Jede einzelne deiner Billionen Zellen ist von einer doppelschichtigen Membran umgeben, die sowohl als Schutzbarriere als auch als Kommunikationszentrum dient. Diese Membran entscheidet, was in die Zelle hinein- und aus ihr herauskommt, hilft benachbarten Zellen bei der Kommunikation und unterstützt unzählige biologische Prozesse. Phospholipide sind die wichtigsten Bausteine dieser Membranen und daher für den normalen Aufbau und die Funktion der Zellen unverzichtbar.

Der Körper kann Phospholipide zwar selbst bilden, aber sie müssen auch über die Ernährung und Nahrungsergänzungsmittel zugeführt werden. Forscher untersuchen weiterhin, wie Phospholipide aus der Nahrung zur Membranzusammensetzung und zur Zellphysiologie beitragen. Wenn wir verstehen, was sie tun und warum wir sie brauchen, können wir tiefer in die Ernährungslehre einsteigen – angefangen bei der Zelle.

Fazit

  • Phospholipide sind die wichtigsten Strukturbestandteile von Zellmembranen.
  • Dank ihrer einzigartigen Struktur können sie die Phospholipid-Doppelschicht bilden, die jede Zelle umgibt.
  • Zu den Funktionen von Phospholipiden gehören die Aufrechterhaltung der Membranstruktur, die zelluläre Kommunikation und die normale Funktion der Mitochondrien.
  • Phospholipide kommen von Natur aus in Lebensmitteln wie Eiern, Fisch, Sojabohnen und Innereien vor.
  • Phospholipid-Nahrungsergänzungsmittel sind konzentrierte Quellen dieser wichtigen, membranbildenden Lipide.

Die einzigartige Struktur eines Phospholipids

Was ist ein Phospholipid? Schauen wir uns mal die einzigartige Molekülstruktur genauer an und wie sie als dynamische Doppelschicht funktioniert.

Ein Phospholipid besteht aus drei Hauptbestandteilen:

  • Eine phosphathaltige Gruppe, die von Wasser angezogen wird (hydrophil)
  • Ein Glycerin-Grundgerüst
  • Zwei Fettsäuresequenzen, die Wasser abstoßen (hydrophob)

Da sich die Körperzellen in einer wasserreichen Umgebung befinden, ordnen sich Phospholipide von Natur aus zu zwei Schichten an, die als Phospholipid-Doppelschicht bezeichnet werden.

In dieser Struktur sind die Phosphatköpfe nach außen in Richtung Wasser gerichtet, während die Fettsäureschwänze nach innen zueinander zeigen. Zusammen bilden sie eine flexible Membran, die jede Zelle und viele Zellorganellen umgibt.

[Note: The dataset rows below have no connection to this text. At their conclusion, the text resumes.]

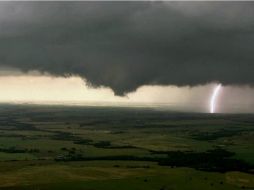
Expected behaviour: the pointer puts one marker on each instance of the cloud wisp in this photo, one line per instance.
(124, 45)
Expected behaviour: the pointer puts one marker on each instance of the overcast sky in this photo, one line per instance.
(125, 48)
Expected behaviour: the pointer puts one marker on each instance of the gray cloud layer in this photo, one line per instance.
(124, 45)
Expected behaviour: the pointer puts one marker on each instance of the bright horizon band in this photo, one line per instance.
(214, 98)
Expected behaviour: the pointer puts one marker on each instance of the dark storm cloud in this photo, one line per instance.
(124, 45)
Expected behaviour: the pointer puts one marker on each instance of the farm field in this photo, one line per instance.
(74, 147)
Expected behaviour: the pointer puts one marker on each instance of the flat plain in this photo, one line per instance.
(75, 147)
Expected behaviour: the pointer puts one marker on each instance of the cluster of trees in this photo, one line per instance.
(14, 149)
(218, 160)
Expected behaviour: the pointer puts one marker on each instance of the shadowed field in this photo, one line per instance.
(57, 147)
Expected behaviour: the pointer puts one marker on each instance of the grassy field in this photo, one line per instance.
(57, 147)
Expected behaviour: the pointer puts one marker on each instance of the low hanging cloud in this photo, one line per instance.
(124, 45)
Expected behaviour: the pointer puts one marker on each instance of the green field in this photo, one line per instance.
(64, 147)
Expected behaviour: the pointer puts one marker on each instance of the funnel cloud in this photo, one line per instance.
(124, 45)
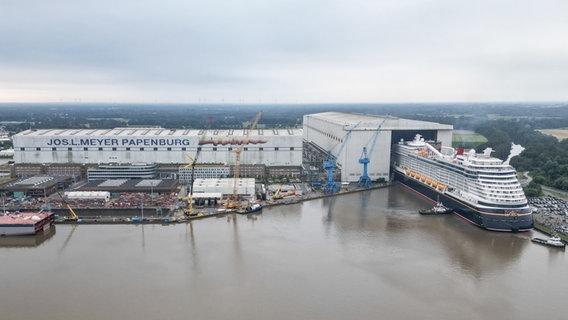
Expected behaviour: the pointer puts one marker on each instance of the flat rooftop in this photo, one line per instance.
(157, 132)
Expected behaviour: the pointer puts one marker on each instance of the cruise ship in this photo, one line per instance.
(481, 189)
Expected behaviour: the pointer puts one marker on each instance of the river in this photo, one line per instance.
(366, 255)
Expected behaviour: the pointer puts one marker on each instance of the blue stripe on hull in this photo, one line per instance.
(498, 222)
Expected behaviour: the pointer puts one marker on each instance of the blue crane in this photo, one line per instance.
(365, 180)
(330, 186)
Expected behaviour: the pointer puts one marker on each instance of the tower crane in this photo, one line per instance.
(233, 203)
(365, 180)
(192, 165)
(74, 216)
(330, 186)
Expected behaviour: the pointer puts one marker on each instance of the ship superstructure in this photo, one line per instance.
(482, 189)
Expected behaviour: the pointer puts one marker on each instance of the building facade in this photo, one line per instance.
(261, 147)
(344, 135)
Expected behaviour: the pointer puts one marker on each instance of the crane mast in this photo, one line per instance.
(233, 202)
(365, 180)
(330, 186)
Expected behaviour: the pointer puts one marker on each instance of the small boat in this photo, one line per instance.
(439, 208)
(250, 209)
(25, 223)
(554, 241)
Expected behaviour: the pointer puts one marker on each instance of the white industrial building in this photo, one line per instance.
(327, 131)
(269, 147)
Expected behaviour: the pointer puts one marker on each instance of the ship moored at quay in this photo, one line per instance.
(25, 223)
(480, 189)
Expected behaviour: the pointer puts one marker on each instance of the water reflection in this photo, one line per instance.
(27, 241)
(391, 215)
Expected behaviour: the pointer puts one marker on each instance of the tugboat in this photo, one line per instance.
(439, 208)
(255, 207)
(555, 241)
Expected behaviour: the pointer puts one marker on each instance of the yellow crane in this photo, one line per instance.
(74, 216)
(233, 202)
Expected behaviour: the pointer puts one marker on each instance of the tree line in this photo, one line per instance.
(544, 156)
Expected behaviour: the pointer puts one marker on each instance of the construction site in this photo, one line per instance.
(164, 175)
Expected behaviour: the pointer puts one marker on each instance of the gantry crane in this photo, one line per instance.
(365, 180)
(330, 186)
(233, 202)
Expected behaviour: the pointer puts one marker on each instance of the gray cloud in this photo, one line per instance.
(384, 50)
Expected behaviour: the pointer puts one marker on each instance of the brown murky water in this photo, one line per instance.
(360, 256)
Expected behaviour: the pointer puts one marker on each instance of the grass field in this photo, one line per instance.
(560, 134)
(467, 139)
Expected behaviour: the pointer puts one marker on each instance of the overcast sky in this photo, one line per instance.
(283, 50)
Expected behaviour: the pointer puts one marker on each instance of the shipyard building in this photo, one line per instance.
(343, 136)
(147, 153)
(156, 151)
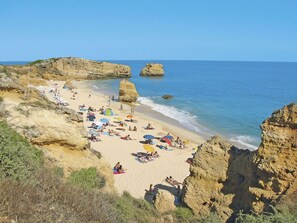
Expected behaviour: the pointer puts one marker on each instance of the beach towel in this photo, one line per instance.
(116, 172)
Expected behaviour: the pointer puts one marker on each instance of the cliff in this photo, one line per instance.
(127, 91)
(152, 69)
(69, 68)
(225, 179)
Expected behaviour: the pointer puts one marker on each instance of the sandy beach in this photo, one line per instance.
(138, 176)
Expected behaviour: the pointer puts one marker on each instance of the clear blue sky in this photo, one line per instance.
(256, 30)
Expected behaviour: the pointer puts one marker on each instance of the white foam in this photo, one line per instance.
(183, 117)
(246, 141)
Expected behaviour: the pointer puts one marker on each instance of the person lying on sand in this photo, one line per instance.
(93, 138)
(149, 126)
(127, 137)
(172, 181)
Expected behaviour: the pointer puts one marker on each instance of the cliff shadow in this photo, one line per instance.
(241, 175)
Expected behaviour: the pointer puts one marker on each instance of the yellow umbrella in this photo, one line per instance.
(149, 148)
(186, 141)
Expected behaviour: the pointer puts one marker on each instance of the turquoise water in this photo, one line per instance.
(210, 97)
(229, 98)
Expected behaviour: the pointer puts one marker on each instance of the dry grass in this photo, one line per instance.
(51, 200)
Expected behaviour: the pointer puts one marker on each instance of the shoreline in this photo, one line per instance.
(138, 175)
(204, 132)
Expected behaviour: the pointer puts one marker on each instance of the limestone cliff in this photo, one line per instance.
(127, 91)
(276, 158)
(152, 69)
(225, 179)
(69, 68)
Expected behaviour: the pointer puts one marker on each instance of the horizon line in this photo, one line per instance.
(202, 60)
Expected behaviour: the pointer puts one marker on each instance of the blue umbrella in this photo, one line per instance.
(168, 137)
(148, 137)
(104, 120)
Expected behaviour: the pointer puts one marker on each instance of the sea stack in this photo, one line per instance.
(127, 92)
(152, 70)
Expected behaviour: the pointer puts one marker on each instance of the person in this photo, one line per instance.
(127, 137)
(149, 126)
(178, 191)
(120, 169)
(117, 166)
(155, 154)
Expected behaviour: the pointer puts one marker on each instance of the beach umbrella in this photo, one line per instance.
(161, 134)
(99, 123)
(124, 123)
(104, 120)
(167, 140)
(108, 112)
(148, 136)
(149, 148)
(168, 137)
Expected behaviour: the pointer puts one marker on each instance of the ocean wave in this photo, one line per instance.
(183, 117)
(94, 86)
(246, 141)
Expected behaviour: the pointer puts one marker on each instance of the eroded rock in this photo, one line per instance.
(152, 69)
(127, 91)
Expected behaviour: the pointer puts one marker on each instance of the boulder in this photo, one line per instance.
(226, 179)
(164, 201)
(152, 69)
(127, 92)
(43, 126)
(69, 68)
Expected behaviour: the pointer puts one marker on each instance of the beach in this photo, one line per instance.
(138, 176)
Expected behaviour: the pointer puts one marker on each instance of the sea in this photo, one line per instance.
(228, 98)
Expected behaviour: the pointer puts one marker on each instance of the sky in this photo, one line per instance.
(236, 30)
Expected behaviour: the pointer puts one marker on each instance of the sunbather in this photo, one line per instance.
(127, 137)
(149, 126)
(172, 181)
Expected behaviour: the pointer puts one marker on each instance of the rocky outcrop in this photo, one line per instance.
(127, 92)
(42, 126)
(164, 201)
(69, 68)
(226, 179)
(218, 179)
(276, 158)
(152, 69)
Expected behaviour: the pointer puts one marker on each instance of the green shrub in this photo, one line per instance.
(18, 158)
(134, 210)
(87, 178)
(276, 216)
(59, 171)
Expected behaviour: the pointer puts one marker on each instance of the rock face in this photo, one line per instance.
(276, 158)
(70, 68)
(225, 179)
(164, 201)
(152, 69)
(39, 125)
(127, 91)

Die Phospholipid-Doppelschicht wirkt nicht wie eine starre Barriere, sondern ist dynamisch und anpassungsfähig. Es hilft dabei, den Transport von Nährstoffen, Abfallprodukten, Elektrolyten und Signalmolekülen zu regulieren und gleichzeitig das innere Milieu der Zelle aufrechtzuerhalten. Diese selektive Durchlässigkeit ermöglicht es den Zellen, auf sich ändernde Bedingungen zu reagieren und dabei ihre Struktur und Funktion zu bewahren.1,2

Die wichtigsten Funktionen von Phospholipiden im menschlichen Körper

Die Funktionen von Phospholipiden gehen weit über die Bildung der äußeren Zellhülle hinaus. Da jedes Gewebe auf gesunde Zellen angewiesen ist, tragen Phospholipide zu vielen normalen physiologischen Prozessen bei.

Schaffe die Grundlage für Zellmembranen

Phospholipide bilden das Gerüst, das den Zellmembranen sowohl Flexibilität als auch Stabilität verleiht. Diese einzigartige Kombination ermöglicht es den Membranen, ihre Integrität zu bewahren und sich gleichzeitig an ihre sich verändernde zelluläre Umgebung anzupassen.1,2

Unterstützung der Zellkommunikation

Zellmembranen enthalten Rezeptoren und Proteine, die den Zellen dabei helfen, chemische Signale zu empfangen und weiterzuleiten. Die phospholipidreiche Umgebung dieser Proteine trägt dazu bei, die normale Membranorganisation aufrechtzuerhalten, und fördert die Kommunikation zwischen den Zellen.1

Trägt zur Struktur der Mitochondrien für die Energiegewinnung bei

Mitochondrien werden oft als die „Kraftwerke“ der Zelle bezeichnet, weil sie den Großteil des körpereigenen ATP produzieren – das Molekül, das Energie speichert. Genau wie die Zelle selbst sind auch die Mitochondrien von phospholipidreichen Membranen umgeben, die dabei helfen, die an der Energieproduktion beteiligten Proteine zu organisieren.6

Spielen eine wichtige Rolle bei der Regulierung des Nervensystems

Das Gehirn enthält hohe Konzentrationen an Phospholipiden, darunter Phosphatidylcholin, Phosphatidylserin, Phosphatidylethanolamin und Phosphatidylinositol. Diese Moleküle sind wichtige Strukturbestandteile neuronaler Membranen und tragen zur normalen Membranorganisation im gesamten Nervensystem bei.4

Unterstützt die Leber- und Verdauungsfunktionen

Phosphatidylcholin ist ein natürlich vorkommender Bestandteil der Galle und kommt in der schützenden Phospholipidschicht vor, die Teile des Verdauungstrakts auskleidet. Es ist außerdem ein wichtiges Strukturphospholipid, das in gesunden Leberzellen vorkommt.5

Da sich Zellmembranen ständig erneuern, liefert die Ernährung die Bausteine, die eine normale Membrzusammensetzung ein Leben lang gewährleisten. Die Forschung untersucht weiterhin, wie Phospholipide aus der Nahrung resorbiert und in die Zellmembranen eingebaut werden.3

Phospholipide vs. Triglyceride: Was ist der Unterschied?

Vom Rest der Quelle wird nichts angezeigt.